— Не помню, — ответила Роз.
— Я вас спросила, забудете ли вы когда-нибудь этого маленького человечка?
— Вылетело из головы, — сказала Роз. — Я пойду вам за пивом. Неужели он стоит столько… стакан крепкого пива? — спросила она, взяв со стола две монеты по шиллингу.
— Одна из них вам, милочка, — ответила Айда. — Я любопытная. Ничего не могу с собой поделать. Такой уж у меня характер. Скажите, как он выглядел?
— Не знаю. Не могу вспомнить. У меня совсем нет памяти на лица.
— Конечно, милочка, а то бы вы его окликнули. Вы ведь, наверное, видели его фото в газетах.
— Я и сама знаю, что глупо поступила.
Она стояла бледная и решительная, с виноватым видом, затаив дыхание.
— Тогда вы получили бы десять фунтов, а не десять шиллингов.
— Я пойду вам за пивом.
— Пожалуй, я лучше подожду. Пускай за пиво заплатит тот джентльмен, который угощает меня завтраком. — Айда взяла обратно обе монеты, и глаза Роз проследили за ними до сумочки, куда она их спрятала. — Деньги целее будут, — тихо сказала Айда, внимательно разглядывая худое лицо, большой рот, слишком далеко расставленные глаза, бледность, несформировавшуюся фигуру, и, вдруг снова став шумной и веселой, она помахала рукой и громко позвала: — Фил Коркери, фил Коркери!
Коркери был одет в блейзер с какой-то эмблемой на кармане и в рубашку с крахмальным воротничком. Он выглядел так, как будто нуждался в дополнительном питании, как будто был изнурен страстями, удовлетворить которые у него не хватало мужества.
— Не хмурься, Фил. Что ты будешь есть?
— Бифштекс и почки, — мрачно сказал Коркери. — Девушка, мы хотим выпить.
— За пивом придется послать.
— Хорошо, тогда принесите две большие бутылки.
Когда Роз вернулась, Айда представила ее Коркери.
— Это та девушка, которой так повезло. Она нашла карточку.
Роз попятилась, но Айда задержала ее, цепко ухватившись за рукав черного бумажного платья.

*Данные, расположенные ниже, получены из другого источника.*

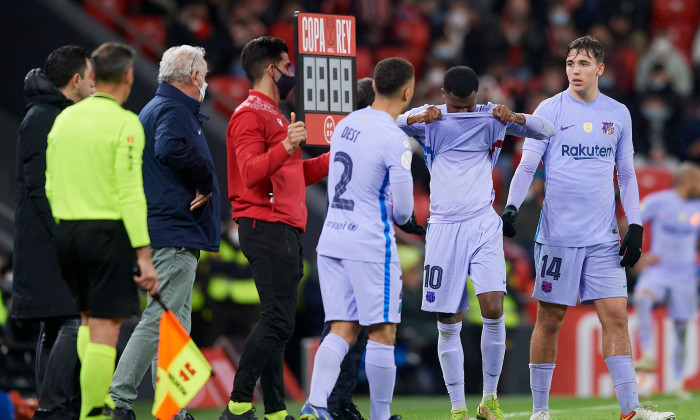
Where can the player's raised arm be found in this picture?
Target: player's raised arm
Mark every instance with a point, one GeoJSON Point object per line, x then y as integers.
{"type": "Point", "coordinates": [413, 122]}
{"type": "Point", "coordinates": [524, 125]}
{"type": "Point", "coordinates": [518, 189]}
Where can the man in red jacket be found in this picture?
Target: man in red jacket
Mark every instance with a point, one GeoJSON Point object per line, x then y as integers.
{"type": "Point", "coordinates": [267, 179]}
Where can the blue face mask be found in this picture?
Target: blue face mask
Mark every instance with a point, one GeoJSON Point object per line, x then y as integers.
{"type": "Point", "coordinates": [284, 84]}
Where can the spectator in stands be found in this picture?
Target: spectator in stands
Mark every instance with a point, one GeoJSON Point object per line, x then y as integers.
{"type": "Point", "coordinates": [39, 292]}
{"type": "Point", "coordinates": [518, 37]}
{"type": "Point", "coordinates": [660, 111]}
{"type": "Point", "coordinates": [689, 134]}
{"type": "Point", "coordinates": [182, 192]}
{"type": "Point", "coordinates": [661, 51]}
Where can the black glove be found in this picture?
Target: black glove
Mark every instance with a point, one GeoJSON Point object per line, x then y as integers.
{"type": "Point", "coordinates": [412, 226]}
{"type": "Point", "coordinates": [631, 246]}
{"type": "Point", "coordinates": [510, 213]}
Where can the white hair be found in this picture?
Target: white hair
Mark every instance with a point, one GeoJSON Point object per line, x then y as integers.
{"type": "Point", "coordinates": [179, 62]}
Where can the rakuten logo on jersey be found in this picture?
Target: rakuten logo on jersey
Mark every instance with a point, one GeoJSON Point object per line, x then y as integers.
{"type": "Point", "coordinates": [581, 152]}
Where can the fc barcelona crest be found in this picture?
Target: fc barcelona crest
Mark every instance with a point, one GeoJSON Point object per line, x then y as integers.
{"type": "Point", "coordinates": [546, 286]}
{"type": "Point", "coordinates": [609, 129]}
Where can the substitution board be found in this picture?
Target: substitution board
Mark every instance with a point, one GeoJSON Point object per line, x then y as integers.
{"type": "Point", "coordinates": [326, 75]}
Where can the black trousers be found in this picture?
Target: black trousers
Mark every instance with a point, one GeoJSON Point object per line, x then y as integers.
{"type": "Point", "coordinates": [58, 369]}
{"type": "Point", "coordinates": [274, 251]}
{"type": "Point", "coordinates": [341, 397]}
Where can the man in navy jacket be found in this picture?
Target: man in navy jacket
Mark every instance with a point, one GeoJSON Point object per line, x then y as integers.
{"type": "Point", "coordinates": [183, 208]}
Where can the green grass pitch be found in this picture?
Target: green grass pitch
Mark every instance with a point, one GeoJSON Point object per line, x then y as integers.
{"type": "Point", "coordinates": [514, 407]}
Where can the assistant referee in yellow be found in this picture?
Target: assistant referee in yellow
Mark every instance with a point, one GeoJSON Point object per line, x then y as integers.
{"type": "Point", "coordinates": [95, 187]}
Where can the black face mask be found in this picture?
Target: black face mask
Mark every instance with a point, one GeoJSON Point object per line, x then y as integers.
{"type": "Point", "coordinates": [284, 84]}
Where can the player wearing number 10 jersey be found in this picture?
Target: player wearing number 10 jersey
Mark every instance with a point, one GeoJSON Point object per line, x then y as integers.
{"type": "Point", "coordinates": [462, 141]}
{"type": "Point", "coordinates": [577, 249]}
{"type": "Point", "coordinates": [369, 189]}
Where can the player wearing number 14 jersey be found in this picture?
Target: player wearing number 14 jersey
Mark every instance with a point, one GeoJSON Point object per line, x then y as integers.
{"type": "Point", "coordinates": [577, 249]}
{"type": "Point", "coordinates": [369, 189]}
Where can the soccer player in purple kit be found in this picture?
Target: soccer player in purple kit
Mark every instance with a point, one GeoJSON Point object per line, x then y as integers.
{"type": "Point", "coordinates": [462, 141]}
{"type": "Point", "coordinates": [369, 189]}
{"type": "Point", "coordinates": [577, 244]}
{"type": "Point", "coordinates": [670, 267]}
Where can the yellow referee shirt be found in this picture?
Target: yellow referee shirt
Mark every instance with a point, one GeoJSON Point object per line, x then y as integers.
{"type": "Point", "coordinates": [93, 166]}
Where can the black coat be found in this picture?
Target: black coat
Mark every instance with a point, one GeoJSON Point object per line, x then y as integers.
{"type": "Point", "coordinates": [38, 290]}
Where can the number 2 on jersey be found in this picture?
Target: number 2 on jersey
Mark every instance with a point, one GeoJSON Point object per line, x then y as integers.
{"type": "Point", "coordinates": [341, 186]}
{"type": "Point", "coordinates": [554, 269]}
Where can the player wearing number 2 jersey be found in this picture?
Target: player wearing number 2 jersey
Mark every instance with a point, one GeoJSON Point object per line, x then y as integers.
{"type": "Point", "coordinates": [577, 242]}
{"type": "Point", "coordinates": [464, 236]}
{"type": "Point", "coordinates": [369, 189]}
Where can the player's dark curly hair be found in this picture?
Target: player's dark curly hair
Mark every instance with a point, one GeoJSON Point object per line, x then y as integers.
{"type": "Point", "coordinates": [365, 93]}
{"type": "Point", "coordinates": [460, 81]}
{"type": "Point", "coordinates": [64, 62]}
{"type": "Point", "coordinates": [391, 74]}
{"type": "Point", "coordinates": [259, 53]}
{"type": "Point", "coordinates": [590, 45]}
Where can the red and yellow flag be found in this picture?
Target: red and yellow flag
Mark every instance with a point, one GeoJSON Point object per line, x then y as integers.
{"type": "Point", "coordinates": [182, 369]}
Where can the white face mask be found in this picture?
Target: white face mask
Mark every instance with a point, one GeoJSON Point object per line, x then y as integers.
{"type": "Point", "coordinates": [202, 90]}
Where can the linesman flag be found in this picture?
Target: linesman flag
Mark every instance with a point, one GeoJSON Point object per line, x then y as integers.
{"type": "Point", "coordinates": [182, 369]}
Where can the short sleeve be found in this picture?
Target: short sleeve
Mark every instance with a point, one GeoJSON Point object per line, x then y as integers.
{"type": "Point", "coordinates": [625, 147]}
{"type": "Point", "coordinates": [398, 157]}
{"type": "Point", "coordinates": [649, 207]}
{"type": "Point", "coordinates": [540, 146]}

— А много он ел? — спросила Айда.
— Я ничего не помню, — ответила Роз, — право, ничего.
Их лица, слегка раскрасневшиеся от теплого летнего солнца, казались ей светофорами, предупреждающими об опасности.

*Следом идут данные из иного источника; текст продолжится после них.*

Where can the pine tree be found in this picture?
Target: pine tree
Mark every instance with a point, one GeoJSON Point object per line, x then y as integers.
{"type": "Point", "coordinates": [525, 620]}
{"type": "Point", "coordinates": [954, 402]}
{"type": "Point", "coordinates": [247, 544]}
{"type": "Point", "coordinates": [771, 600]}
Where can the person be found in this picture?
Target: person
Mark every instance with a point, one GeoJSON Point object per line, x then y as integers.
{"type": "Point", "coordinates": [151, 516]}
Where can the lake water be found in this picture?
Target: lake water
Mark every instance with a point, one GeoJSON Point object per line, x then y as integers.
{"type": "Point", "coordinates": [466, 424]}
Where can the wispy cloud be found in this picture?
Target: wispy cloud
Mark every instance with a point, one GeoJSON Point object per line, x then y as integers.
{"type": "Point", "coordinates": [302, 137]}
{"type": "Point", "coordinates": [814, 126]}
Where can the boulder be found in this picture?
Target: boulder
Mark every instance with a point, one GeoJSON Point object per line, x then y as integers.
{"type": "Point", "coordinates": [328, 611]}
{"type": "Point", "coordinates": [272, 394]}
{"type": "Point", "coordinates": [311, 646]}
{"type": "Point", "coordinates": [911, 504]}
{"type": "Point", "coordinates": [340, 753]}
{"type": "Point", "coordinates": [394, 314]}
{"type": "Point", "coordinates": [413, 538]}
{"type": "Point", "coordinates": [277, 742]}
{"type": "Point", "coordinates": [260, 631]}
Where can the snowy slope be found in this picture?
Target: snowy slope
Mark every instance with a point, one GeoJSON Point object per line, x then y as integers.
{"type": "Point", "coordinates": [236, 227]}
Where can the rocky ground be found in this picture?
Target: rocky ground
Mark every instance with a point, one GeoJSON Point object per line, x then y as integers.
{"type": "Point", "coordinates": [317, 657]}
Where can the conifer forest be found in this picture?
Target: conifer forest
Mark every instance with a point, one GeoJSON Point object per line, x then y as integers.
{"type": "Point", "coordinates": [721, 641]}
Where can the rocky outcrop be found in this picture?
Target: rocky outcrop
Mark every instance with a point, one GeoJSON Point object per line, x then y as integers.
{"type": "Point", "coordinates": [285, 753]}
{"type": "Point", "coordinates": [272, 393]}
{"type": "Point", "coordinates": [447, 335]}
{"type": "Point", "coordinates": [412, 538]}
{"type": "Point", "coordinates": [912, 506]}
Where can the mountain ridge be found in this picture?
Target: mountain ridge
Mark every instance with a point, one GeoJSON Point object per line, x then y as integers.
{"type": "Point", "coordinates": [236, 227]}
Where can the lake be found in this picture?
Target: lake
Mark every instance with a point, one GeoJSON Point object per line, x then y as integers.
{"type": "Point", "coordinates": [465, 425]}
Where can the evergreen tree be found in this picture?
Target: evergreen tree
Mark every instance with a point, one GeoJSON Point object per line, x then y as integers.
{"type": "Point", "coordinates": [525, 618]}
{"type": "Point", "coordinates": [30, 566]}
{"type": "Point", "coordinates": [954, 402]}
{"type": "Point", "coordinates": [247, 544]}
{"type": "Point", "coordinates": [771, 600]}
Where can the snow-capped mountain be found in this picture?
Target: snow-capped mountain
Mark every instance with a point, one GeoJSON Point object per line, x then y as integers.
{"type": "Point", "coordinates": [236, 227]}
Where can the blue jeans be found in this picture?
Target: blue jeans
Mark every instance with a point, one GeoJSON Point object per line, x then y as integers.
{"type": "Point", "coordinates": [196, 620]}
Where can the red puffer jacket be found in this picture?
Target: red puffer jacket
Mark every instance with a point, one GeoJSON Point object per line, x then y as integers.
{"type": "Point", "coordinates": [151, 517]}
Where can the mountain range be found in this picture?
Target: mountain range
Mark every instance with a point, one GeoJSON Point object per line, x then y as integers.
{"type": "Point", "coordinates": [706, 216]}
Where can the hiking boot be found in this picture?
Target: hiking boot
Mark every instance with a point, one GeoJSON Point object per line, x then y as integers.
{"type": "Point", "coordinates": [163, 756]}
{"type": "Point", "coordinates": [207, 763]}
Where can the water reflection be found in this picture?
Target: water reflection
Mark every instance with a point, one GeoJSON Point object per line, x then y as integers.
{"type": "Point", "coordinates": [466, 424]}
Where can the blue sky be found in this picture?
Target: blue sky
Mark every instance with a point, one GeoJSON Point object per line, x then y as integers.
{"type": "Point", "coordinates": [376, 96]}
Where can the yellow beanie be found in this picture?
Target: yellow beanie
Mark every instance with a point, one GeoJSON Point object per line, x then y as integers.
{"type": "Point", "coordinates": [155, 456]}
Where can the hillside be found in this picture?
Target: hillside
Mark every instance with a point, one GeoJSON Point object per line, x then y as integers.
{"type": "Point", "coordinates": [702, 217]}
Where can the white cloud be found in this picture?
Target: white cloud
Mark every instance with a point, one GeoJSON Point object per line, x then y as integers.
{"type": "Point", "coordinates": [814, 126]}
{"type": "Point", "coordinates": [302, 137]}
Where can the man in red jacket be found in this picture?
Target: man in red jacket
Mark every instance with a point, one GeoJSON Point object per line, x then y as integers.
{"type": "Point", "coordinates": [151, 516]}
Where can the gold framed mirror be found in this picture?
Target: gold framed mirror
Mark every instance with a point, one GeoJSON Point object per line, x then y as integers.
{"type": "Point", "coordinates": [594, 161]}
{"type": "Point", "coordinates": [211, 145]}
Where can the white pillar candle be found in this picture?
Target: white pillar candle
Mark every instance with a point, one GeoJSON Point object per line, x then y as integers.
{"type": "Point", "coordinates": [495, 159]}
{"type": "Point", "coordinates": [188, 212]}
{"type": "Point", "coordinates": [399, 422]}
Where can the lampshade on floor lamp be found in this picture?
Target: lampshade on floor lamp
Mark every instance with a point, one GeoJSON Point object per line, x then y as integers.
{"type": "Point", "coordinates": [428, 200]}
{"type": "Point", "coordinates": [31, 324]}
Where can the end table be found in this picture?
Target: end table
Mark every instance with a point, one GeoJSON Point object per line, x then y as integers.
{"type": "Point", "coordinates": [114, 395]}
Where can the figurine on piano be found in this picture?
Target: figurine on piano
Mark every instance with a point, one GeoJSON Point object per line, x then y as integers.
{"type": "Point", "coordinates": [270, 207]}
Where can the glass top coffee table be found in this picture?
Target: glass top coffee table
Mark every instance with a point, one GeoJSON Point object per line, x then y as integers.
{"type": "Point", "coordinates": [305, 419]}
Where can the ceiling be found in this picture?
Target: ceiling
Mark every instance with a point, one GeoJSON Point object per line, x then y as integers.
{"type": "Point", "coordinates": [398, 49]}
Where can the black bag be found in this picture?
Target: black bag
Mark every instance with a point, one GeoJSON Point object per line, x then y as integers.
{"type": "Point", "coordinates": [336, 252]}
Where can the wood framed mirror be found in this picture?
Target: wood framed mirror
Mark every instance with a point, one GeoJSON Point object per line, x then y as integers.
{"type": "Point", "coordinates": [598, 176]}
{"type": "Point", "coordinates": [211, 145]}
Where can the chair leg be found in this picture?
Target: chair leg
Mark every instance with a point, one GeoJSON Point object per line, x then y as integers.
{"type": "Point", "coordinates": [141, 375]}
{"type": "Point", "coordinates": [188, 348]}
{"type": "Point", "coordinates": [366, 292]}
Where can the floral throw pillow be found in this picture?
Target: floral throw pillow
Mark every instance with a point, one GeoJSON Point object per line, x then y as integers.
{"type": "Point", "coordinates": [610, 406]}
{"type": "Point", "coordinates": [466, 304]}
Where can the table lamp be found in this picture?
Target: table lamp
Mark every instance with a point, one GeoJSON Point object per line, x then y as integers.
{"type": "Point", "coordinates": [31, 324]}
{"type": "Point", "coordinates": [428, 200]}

— Как он выглядел? Было похоже, что он скоро умрет? — спросила Айда.
— Как я могу это сказать? — ответила Роз.
— Ведь вы, наверное, разговаривали с ним?
— Я с ним не разговаривала. Я совсем замоталась. Я только сунула ему пиво Басе и булочку с колбасой и больше его не видела.
Она вырвала из руки Айды свой рукав и убежала.
— Не много ты от нее узнаешь, — сказал Коркери.
— Ну нет, я узнала даже больше, чем надеялась.
— И что же тут странного?
— Как раз то, что сказала эта девушка.
— Немного она сказала.
— Она сказала достаточно. Я всегда чувствовала, что здесь что-то не так. Видишь ли, он говорил мне в такси, что умирает, и на минуту я ему поверила: меня прямо трясло, пока он не признался, что это выдумки.
— Да он же в самом деле умирал.
— На он имел в виду не такую смерть. Я это нутром чувствую.
— Как бы то ни было, установлено, что он умер своею смертью. И я не вижу, о чем тут беспокоиться. Сегодня чудесный день, Айда. Давай покатаемся на «Брайтонской красавице» и обсудим все это. На море всегда открыто, без перерыва. В конце концов, если и вправду он покончил с собой, это уж его дело.
— Если он покончил с собой, — возразила Айда, — то, значит, его довели до этого. Я слышала, что сказала девушка, и теперь я знаю: это не он оставил здесь карточку.
— Боже милостивый! — воскликнул Коркери. — Что это ты придумала? Не говори таких вещей. Это опасно.
Он сделал нервный глоток, и адамово яблоко заходило вверх и вниз под кожей его птичьей шеи.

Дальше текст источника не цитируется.